Sapevo cosa intendeva dire. Una profonda malinconia mi pervase il corpo.

 

Elèonore aveva un'immaginazione unica e quello di cui parlava era solo la sua ombra - che aveva denominato Dita di cristallo- che negli anni della sua infanzia aveva trasformato nella parte “buona” di se. Lì teneva rinchiusi tutti i suoi sentimenti e il suo cuore, inaccessibile a tutti, persino a se stessa.

 

Certe esperienze ti portano a rinunciare alla tua umanità per non impazzire.

 

Io sapevo che lei, in fondo, mi amava. Solo che lo faceva a modo suo.

 

Dopo due anni di intensa amicizia lei non si fece più vedere alla panchina.

 

Avevo 21 anni, quando mi arrivò quel pacchetto avvolto in carta di giornale e non mi stupii più di tanto quando vidi i pochi vestiti che le avevo regalato e la collana di topazio.

Lei mi aveva sempre avvisato e io ero preparato.

Nessuna tomba sarebbe mai stata scavata per la mia amica, me lo aveva detto. Il suo corpo sarebbe stato buttato in una fossa comune in mezzo a tanti sconosciuti come lei.

Il dolore però era più forte della mia preparazione psicologica, e l'idea di non vederla più mi portò ad una crisi di pianto poco degna da descrivere.

Mi aveva spezzato il cuore. Una seconda volta.
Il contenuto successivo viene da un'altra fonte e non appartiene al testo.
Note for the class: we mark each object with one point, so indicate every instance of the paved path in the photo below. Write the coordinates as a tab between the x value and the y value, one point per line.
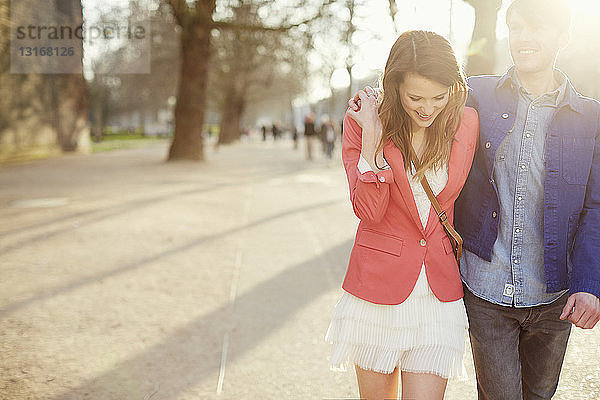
124	277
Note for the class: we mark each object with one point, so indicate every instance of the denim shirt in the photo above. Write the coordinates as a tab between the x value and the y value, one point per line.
571	188
515	275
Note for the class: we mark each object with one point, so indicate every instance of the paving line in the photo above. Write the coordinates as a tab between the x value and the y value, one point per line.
235	277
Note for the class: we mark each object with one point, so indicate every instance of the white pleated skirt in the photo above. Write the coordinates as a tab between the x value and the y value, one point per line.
421	335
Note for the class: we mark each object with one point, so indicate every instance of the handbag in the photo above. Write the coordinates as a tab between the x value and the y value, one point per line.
455	239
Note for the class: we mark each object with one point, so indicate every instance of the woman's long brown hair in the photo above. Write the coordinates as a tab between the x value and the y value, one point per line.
431	56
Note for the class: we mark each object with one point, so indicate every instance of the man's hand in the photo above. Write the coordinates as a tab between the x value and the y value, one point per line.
582	309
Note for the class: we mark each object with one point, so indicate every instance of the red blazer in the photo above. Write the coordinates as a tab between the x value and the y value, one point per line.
390	244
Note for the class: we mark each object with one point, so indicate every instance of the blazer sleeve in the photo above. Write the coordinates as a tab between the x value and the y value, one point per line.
369	191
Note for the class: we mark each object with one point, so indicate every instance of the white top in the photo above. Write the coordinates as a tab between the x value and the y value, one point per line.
437	180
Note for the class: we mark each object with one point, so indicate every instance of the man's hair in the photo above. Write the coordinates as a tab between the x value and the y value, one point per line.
555	13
Se ne era andata troppo veloce.

Ero li con quei vestiti stretti al petto, quando vidi scivolare ai miei piedi un foglietto. Lo presi con le mani tremanti e le lacrime che scendevano. Pensai che fosse una confessione in ritardo, che magari non aveva mai avuto il coraggio di darmi, ma ovviamente erano solo illusioni.

Lo lessi.

 

Una firma tremolante color azzurro.

 

Dita di cristallo.

 

Quella figura che per tanto tempo aveva ossessionato la mia mente e i miei sogni era tornata a galla, e per di più per comunicarmi la morte della mia amica.
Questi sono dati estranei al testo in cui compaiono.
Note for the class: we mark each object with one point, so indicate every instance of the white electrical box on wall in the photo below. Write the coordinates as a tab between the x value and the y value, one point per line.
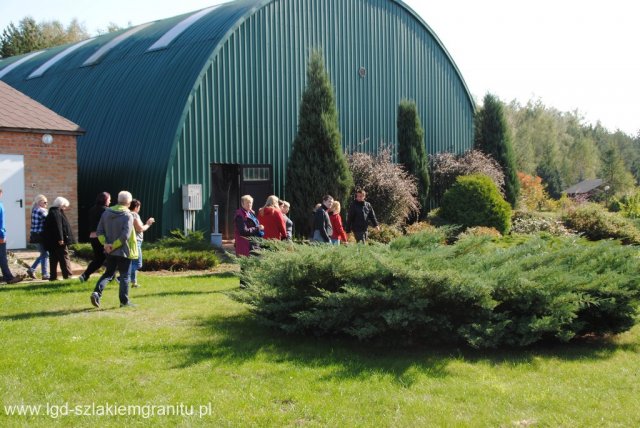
192	197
Elèonore non era stupida, non era un caso. Per tanto tempo le avevo chiesto di Dita di cristallo e lei aveva sempre evaso il discorso.

Era come se, ora che era morta, mi permettesse di conoscere quel segreto.

 

E' l'altra me stessa, diceva.

 

Non poteva essere vero, se fosse stata una creatura della sua mente o, come credevo, la sua ombra non l'avrebbe mai scritto, ma se lo sarebbe portato nella tomba.

 

Dita di cristallo era una persona in carne ed ossa che probabilmente doveva centrare con la morte di Elèonore.

Si. Doveva essere così.

Fu come un fulmine a ciel sereno.

Rapidamente mi passarono davanti agli occhi migliaia di fatti e scene che formarono la mia ipotesi.

 

Dita di ghiaccio doveva essere il nome del suo assassino, probabilmente la collana era solo un sadico avvertimento da parte del misterioso uomo. Ecco perché mi dava l'impressione che lo sapesse da sempre che sarebbe morta presto.

Per quanto riguardava il foglio: prima di morire Elèonore doveva aver scribacchiato quel nome e lo aveva infilato nel pacco che mi avrebbe poi spedito.

 

Si stava preparando a morire.

 

Corsi al bordello in cui alloggiava sperando di trovare il suo assassino con le mani nel sacco. Erano le due di notte.

Arrivai trafelato davanti al fatiscente edificio.

All'entrata c'erano solo uomini ubriachi e fanciulle mezze nude. Solo un uomo attirò la mia attenzione: biondo, faccia insipida e sguardo senza emozione.